Il reflète aussi la vitalité du secteur manufacturier, dont la moitié environ de la production est destinée outre frontières. On pourra constater vendredi l'affaiblissement des expéditions internationales sur leurs ventes.

Aux États-Unis aussi, on constate une détérioration du solde commercial, en raison de la faiblesse des exportations qui ont reculé de 1% alors que les importations se sont repliées de 0,8%. Pour la première fois en quatre mois, le déficit commercial était plus élevé que le précédent. En juillet, il a atteint 42 milliards US, soit une centaine de millions de plus qu'en juin.

Le déficit avec la Chine a atteint 29,4 milliards, un nouveau record. Celui avec l'Union européenne a bondi de 42%, à 12 milliards, soit le pire chiffre depuis octobre 2007.

Les livraisons de produits automobiles, de biens de consommation et de biens industriels ont surtout diminué.

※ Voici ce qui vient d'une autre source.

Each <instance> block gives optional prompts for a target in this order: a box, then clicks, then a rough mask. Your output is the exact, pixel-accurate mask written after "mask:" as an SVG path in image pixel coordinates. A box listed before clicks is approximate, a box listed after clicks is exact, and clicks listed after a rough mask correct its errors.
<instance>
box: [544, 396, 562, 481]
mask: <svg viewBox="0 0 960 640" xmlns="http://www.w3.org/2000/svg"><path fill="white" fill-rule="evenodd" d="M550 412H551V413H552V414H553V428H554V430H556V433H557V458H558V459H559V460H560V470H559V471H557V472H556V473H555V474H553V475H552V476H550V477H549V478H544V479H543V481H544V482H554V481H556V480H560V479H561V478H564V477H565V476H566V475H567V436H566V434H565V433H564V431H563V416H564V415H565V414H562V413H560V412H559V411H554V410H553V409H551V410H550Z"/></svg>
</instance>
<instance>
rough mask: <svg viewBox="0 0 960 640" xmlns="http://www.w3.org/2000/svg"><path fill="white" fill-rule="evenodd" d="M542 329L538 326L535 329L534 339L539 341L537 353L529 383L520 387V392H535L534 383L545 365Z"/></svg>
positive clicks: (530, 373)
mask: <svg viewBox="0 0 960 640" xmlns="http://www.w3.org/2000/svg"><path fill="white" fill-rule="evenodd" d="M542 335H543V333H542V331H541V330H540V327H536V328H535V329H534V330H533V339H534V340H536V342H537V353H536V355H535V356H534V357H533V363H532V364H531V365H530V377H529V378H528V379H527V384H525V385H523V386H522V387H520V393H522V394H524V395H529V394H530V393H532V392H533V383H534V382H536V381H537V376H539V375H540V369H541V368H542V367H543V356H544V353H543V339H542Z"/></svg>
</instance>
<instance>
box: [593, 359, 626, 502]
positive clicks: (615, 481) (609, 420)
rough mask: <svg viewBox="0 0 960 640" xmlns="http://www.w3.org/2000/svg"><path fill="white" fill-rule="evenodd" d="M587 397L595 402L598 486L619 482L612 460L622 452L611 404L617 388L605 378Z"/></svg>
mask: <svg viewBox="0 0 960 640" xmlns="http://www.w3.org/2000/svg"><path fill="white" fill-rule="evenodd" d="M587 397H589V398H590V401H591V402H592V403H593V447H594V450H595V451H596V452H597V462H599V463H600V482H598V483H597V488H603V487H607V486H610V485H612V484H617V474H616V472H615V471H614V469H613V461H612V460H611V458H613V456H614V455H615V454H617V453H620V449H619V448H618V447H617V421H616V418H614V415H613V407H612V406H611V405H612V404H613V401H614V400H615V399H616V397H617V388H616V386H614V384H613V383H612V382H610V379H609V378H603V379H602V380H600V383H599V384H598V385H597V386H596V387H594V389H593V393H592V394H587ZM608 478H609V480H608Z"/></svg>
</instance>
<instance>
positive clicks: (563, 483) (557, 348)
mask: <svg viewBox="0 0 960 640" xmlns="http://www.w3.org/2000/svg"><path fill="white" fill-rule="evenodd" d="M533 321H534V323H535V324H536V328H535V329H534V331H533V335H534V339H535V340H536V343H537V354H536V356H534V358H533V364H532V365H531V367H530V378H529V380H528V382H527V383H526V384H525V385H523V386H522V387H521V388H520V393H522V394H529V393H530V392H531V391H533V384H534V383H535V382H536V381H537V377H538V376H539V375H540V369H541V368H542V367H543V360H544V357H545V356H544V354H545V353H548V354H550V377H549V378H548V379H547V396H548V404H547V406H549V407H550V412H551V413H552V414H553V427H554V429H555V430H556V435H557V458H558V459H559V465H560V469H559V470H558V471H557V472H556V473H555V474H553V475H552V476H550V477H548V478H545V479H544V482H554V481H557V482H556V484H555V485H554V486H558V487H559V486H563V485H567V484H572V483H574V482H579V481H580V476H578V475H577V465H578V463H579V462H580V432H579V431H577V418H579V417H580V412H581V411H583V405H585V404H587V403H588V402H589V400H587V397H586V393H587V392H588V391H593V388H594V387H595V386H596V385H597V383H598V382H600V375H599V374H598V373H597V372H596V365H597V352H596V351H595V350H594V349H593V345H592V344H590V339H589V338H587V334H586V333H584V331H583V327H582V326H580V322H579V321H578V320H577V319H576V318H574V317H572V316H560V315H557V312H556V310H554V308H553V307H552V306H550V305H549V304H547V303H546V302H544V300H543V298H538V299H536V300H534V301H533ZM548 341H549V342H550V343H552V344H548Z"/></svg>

Exprimé en volume, le déficit commercial s'est aggravé davantage, à cause d'une baisse de 2,2% des exportations. «Cela pourrait indiquer que le commerce extérieur a freiné la croissance américaine cet été alors qu'il l'avait nourrie durant les deux trimestres précédents», constate Dawn Desjardins, économiste en chef adjoint chez à la Banque Royale (RBC).

Cela est d'autant plus plausible que les cours du pétrole brut se sont raffermis en août.